- Author: Ben Faber
A new ruling from CDFA to modify the announcement from March 2. Read on:
CDFA suspends enforcement of new citrus rule |
The California Department of Food and Agriculture announced March 2 that it was suspending enforcement of a new regulation regarding transport of bulk citrus, the day after the new rule took effect. The department said "the decision was made as a courtesy to the citrus industry to allow for additional time to prepare citrus operations to comply with the new rule, which requires all bulk citrus loads to be fully covered regardless of the origin or the destination. Additionally, CDFA is continuing to process and return compliance agreements." Although enforcement has been suspended indefinitely, CDFA is expecting haulers to voluntarily abide by the new rule. Compliance can be achieved several ways, including but not limited to the use of a shipping container, tarp, enclosed vehicle (including curtain vans), or another method that completely covers bulk citrus during transport. If using a tarp, tarps must reach the bed of the truck. |
From March 2, 2017
From AgNet West, http://agnetwest.com/2017/02/27/citrus-tarping-starts-march-1/
As of March 1, 2017, all citrus loads traveling throughout the state of California have to be tarped. This regulation aims to reduce the accidental transportation of the Asian citrus psyllid (ACP).

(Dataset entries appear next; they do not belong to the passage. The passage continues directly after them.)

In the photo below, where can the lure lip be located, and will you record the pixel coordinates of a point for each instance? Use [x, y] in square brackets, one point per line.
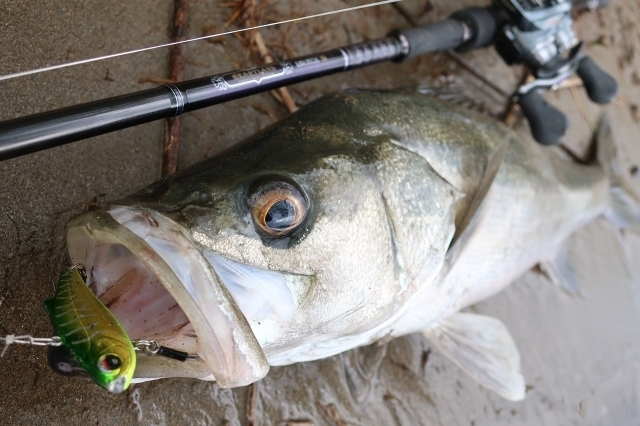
[226, 343]
[118, 385]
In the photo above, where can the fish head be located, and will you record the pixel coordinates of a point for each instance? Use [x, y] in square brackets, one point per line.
[288, 241]
[115, 365]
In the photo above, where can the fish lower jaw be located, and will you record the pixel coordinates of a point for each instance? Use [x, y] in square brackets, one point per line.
[145, 269]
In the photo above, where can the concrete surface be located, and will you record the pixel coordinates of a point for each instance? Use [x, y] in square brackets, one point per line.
[581, 356]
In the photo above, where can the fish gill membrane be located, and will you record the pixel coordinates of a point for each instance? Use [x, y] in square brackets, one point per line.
[365, 215]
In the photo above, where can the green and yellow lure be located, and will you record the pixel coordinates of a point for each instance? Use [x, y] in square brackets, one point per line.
[91, 333]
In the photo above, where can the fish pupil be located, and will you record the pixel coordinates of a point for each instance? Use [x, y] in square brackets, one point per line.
[111, 362]
[280, 215]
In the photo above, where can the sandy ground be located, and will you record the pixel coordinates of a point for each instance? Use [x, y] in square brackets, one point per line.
[581, 356]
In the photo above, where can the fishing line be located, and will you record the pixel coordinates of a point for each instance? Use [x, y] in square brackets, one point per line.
[149, 347]
[144, 49]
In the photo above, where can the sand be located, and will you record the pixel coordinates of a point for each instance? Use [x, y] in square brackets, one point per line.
[580, 355]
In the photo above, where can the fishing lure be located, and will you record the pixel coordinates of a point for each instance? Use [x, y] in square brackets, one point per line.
[91, 333]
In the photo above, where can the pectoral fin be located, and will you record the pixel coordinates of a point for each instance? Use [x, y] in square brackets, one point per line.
[483, 347]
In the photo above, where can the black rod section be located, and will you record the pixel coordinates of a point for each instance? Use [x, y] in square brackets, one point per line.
[37, 132]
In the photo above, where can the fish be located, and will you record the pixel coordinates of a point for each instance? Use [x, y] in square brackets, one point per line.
[364, 216]
[90, 332]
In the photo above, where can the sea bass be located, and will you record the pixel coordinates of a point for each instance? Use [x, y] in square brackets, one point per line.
[365, 215]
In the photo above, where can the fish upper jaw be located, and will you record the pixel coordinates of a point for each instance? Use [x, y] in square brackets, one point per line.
[165, 251]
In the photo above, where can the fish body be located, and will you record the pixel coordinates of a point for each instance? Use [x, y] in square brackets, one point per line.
[365, 215]
[91, 333]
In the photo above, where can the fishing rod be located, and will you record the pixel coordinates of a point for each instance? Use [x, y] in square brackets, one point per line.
[537, 33]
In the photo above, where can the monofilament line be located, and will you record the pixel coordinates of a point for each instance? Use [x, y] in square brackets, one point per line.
[29, 340]
[144, 49]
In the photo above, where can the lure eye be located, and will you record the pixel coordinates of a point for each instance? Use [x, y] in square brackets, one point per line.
[277, 207]
[109, 363]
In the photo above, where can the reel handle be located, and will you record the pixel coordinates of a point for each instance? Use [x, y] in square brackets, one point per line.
[548, 125]
[600, 86]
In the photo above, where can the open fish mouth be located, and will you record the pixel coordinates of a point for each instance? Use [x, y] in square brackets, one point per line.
[146, 269]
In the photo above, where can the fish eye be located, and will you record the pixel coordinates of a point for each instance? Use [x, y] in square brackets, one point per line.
[277, 207]
[109, 363]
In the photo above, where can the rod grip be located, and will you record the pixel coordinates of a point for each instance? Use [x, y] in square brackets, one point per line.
[482, 26]
[442, 35]
[548, 125]
[600, 86]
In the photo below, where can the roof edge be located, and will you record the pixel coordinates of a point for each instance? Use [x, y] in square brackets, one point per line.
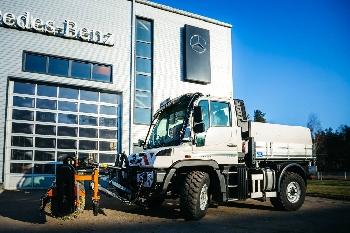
[182, 12]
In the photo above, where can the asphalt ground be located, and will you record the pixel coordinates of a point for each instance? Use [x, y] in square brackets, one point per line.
[19, 212]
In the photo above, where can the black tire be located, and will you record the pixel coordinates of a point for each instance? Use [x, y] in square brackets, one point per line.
[194, 195]
[292, 193]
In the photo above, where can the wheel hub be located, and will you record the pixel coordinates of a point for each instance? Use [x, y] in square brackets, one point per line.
[203, 197]
[293, 192]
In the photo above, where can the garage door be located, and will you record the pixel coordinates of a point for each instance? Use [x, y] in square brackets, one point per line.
[46, 123]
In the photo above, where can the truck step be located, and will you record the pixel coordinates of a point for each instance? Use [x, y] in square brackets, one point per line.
[232, 199]
[227, 172]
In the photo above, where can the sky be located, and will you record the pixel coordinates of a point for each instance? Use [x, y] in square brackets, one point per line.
[291, 58]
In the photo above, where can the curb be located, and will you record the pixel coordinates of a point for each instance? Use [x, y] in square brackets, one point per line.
[329, 196]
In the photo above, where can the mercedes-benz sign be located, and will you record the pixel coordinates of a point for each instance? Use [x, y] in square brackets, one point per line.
[197, 55]
[198, 44]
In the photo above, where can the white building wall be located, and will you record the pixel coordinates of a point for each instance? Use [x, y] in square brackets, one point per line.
[113, 16]
[168, 58]
[107, 15]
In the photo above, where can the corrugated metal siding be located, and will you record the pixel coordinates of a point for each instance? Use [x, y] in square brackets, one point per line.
[108, 16]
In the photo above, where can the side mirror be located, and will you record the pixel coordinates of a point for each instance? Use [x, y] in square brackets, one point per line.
[199, 127]
[140, 142]
[197, 114]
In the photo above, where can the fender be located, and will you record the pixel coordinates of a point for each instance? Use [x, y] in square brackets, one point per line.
[284, 170]
[194, 163]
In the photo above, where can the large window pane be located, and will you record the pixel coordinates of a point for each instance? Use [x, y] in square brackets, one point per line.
[21, 154]
[58, 66]
[108, 110]
[89, 108]
[143, 65]
[143, 99]
[22, 115]
[88, 132]
[143, 50]
[22, 141]
[35, 63]
[219, 113]
[109, 134]
[22, 128]
[44, 168]
[46, 104]
[142, 115]
[23, 102]
[109, 122]
[61, 155]
[101, 73]
[80, 70]
[143, 82]
[68, 93]
[67, 106]
[67, 118]
[46, 116]
[87, 145]
[88, 95]
[143, 30]
[109, 98]
[45, 142]
[90, 156]
[45, 129]
[46, 90]
[67, 131]
[87, 120]
[44, 156]
[42, 181]
[66, 144]
[24, 88]
[21, 168]
[107, 158]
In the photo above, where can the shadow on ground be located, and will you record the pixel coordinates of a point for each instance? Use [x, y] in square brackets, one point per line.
[21, 205]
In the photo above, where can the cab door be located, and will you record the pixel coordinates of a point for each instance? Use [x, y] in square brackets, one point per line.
[219, 142]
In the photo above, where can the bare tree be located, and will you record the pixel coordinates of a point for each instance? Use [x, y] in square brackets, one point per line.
[314, 124]
[259, 116]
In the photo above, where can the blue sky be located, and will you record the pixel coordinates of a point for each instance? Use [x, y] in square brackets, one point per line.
[290, 57]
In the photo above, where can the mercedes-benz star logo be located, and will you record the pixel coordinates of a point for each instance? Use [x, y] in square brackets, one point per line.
[198, 44]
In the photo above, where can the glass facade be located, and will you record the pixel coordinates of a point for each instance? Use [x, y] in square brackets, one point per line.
[65, 67]
[50, 122]
[143, 76]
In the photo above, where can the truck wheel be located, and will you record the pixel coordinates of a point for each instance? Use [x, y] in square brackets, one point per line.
[292, 193]
[194, 195]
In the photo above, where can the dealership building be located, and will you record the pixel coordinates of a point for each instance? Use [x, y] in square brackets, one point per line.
[83, 77]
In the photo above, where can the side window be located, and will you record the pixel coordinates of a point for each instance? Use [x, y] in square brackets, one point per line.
[205, 112]
[219, 114]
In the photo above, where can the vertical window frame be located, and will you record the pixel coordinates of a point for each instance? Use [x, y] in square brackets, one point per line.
[148, 75]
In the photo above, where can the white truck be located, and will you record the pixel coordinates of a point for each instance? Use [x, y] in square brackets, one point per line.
[202, 148]
[199, 149]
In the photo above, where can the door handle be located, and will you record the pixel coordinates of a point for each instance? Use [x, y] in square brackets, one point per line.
[231, 145]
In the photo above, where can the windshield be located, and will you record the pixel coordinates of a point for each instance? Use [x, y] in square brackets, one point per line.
[166, 131]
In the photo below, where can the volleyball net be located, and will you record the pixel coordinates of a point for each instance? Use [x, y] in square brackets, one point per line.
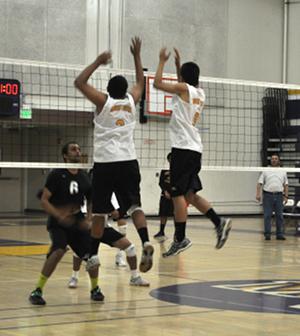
[242, 123]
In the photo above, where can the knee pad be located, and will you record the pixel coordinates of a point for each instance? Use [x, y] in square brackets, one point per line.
[130, 251]
[122, 229]
[100, 215]
[133, 209]
[60, 251]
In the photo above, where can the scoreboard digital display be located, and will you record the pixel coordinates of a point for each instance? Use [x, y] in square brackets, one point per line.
[9, 97]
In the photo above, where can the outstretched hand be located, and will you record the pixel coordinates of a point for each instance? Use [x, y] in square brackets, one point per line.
[177, 58]
[104, 58]
[135, 46]
[163, 55]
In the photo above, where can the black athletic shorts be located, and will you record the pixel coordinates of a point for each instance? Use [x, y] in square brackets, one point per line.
[78, 239]
[166, 208]
[123, 178]
[185, 167]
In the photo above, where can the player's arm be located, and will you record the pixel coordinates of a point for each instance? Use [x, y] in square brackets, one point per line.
[81, 82]
[47, 206]
[177, 64]
[138, 88]
[177, 88]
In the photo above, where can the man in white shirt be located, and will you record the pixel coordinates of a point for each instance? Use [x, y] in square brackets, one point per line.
[116, 168]
[272, 186]
[187, 104]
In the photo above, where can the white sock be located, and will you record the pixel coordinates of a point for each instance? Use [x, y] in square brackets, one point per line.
[75, 274]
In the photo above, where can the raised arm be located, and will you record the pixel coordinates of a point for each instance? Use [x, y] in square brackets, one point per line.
[177, 64]
[138, 88]
[81, 82]
[178, 88]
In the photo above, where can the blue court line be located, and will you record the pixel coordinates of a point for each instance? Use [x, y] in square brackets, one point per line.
[9, 242]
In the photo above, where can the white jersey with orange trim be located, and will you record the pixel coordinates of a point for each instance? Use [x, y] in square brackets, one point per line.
[113, 130]
[185, 115]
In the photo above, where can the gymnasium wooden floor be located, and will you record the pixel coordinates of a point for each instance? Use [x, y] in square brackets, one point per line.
[250, 287]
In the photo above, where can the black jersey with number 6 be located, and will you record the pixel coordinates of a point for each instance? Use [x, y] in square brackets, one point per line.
[67, 188]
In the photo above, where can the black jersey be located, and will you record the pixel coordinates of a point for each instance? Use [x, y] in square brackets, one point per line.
[164, 181]
[67, 188]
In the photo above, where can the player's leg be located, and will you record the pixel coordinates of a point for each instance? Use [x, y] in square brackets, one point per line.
[101, 203]
[115, 239]
[180, 171]
[73, 282]
[222, 225]
[129, 190]
[56, 252]
[166, 210]
[79, 241]
[122, 228]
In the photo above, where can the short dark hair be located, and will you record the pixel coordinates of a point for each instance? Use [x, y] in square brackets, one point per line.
[275, 154]
[117, 87]
[65, 148]
[190, 73]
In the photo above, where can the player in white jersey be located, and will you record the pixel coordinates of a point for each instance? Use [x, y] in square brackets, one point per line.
[116, 168]
[187, 104]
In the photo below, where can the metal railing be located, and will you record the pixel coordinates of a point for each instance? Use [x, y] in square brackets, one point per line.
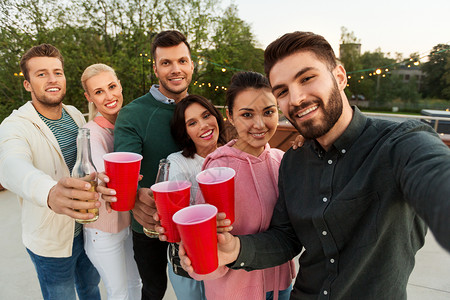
[421, 117]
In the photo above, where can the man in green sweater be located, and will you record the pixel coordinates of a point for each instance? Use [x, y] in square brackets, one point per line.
[143, 127]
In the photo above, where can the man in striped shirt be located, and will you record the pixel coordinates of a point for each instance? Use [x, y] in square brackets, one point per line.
[37, 154]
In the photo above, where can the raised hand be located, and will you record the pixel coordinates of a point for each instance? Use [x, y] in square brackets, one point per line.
[71, 194]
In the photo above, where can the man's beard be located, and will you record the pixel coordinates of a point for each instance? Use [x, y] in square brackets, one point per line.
[50, 103]
[175, 92]
[332, 112]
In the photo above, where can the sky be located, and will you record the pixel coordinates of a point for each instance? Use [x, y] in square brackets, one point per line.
[391, 25]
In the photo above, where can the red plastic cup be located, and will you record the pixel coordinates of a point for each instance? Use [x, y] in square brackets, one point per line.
[197, 227]
[217, 186]
[122, 169]
[170, 197]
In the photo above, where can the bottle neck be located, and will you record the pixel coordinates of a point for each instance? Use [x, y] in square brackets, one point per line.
[83, 147]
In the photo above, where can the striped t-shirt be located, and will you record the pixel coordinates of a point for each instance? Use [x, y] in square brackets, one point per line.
[65, 131]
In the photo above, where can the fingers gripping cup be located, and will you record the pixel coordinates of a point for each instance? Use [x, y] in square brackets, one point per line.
[217, 186]
[197, 227]
[122, 169]
[170, 197]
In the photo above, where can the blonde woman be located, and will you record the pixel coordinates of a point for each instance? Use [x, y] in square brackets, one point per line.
[108, 241]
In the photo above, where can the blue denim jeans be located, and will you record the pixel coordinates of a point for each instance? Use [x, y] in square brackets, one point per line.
[58, 277]
[282, 295]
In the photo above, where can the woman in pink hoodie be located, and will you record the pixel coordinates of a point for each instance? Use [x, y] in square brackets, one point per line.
[252, 110]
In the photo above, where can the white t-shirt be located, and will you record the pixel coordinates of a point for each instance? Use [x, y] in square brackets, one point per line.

The Citrus Pest and Disease Prevention Program (CPDPP) is helping to get the word out about the new regulation. “That regulation is stating that every load, regardless of origin or destination, must be tarped,” CPDPP Grower Liaison Erin Betts said. “You don't have to use a tarp. You can use a van or something that is completely covered on all four sides, down to the bed.”
Counties north of the grapevine region have been noticing a trend with ACP finds in the area, and the new tarping regulation hopes to limit some of the accidental transportation the industry is seeing. “When we started having finds, they were all along the major transportation corridors,” Betts said. “So if we cover these loads that are coming and going from wherever, we are preventing that psyllid from hopping off … at a stop light or a stop sign in the middle of the Citrus Belt, Kern County or anywhere.”
All citrus loads being transported in California will now have to be fully covered by tarps. The state passed an emergency law that makes tarping mandatory in an attempt to reduce the accidental spread of the Asian citrus psyllid (ACP).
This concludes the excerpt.